Some of our work focuses on the moment we first see another person with whom we might engage. We are interested in particular in how anxiety may influence or bias our attention to superficial cues that might signal that a person is to be approached or avoided (e.g., facial expressions, markers of gender or racial group membership). We also study whether and how attention to such cues influences our evaluations of ourselves–does anxiety modulate our tendency to take in positive or negative feedback from other people and, if so, how does this feedback influence our self-evaluations?
Other lines of research attempt to clarify how anxiety may affect our decisions about when to approach other people and when to steer clear of them. Dr. Tone and her collaborator, Dr. Michael Schlund, recently received funding from NIMH (R01 MH120448) to study the neurocircuits supporting adult avoidant decision-making and how anxiety may modulate activity in these networks. We are also funded to collect pilot data translating our adult work to school-aged children. Lab members have also conducted neuroimaging studies using economic exchange tasks–particularly the Prisoner’s Dilemma–to model how interpersonal decision-making unfolds over the course of a simple, but affectively-charged, interaction.
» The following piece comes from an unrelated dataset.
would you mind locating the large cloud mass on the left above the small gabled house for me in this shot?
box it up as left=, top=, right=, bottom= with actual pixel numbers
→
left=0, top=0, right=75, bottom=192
A third area of interest in the lab is how anxiety relates to interpersonal values and prototypical patterns of interpersonal behavior. Optimally, people can call on a wide array of behaviors in order to function successfully in varied social situations. We tend, however, to internalize strong messages that some kinds of behavior (for example, those that demonstrate strength, those that demonstrate warmth and kindness, those that protect us from being embarrassed) are imperative and others are taboo. We are initiating work aimed at elucidating how such core interpersonal values develop, why anxiety arises when we face situations that demand behavior that is incongruent with our core interpersonal values, and how we can help people to increase the flexibility of their behavioral repertoires, even in the face of strong anxiety.
Finally, we have started, in recent years, to translate our basic findings into applied work. Using the faculty-student mentoring relationship as a starting point, we are exploring ways to help participants in relationships better manage anxiety that tends to disrupt productive and satisfying interactions.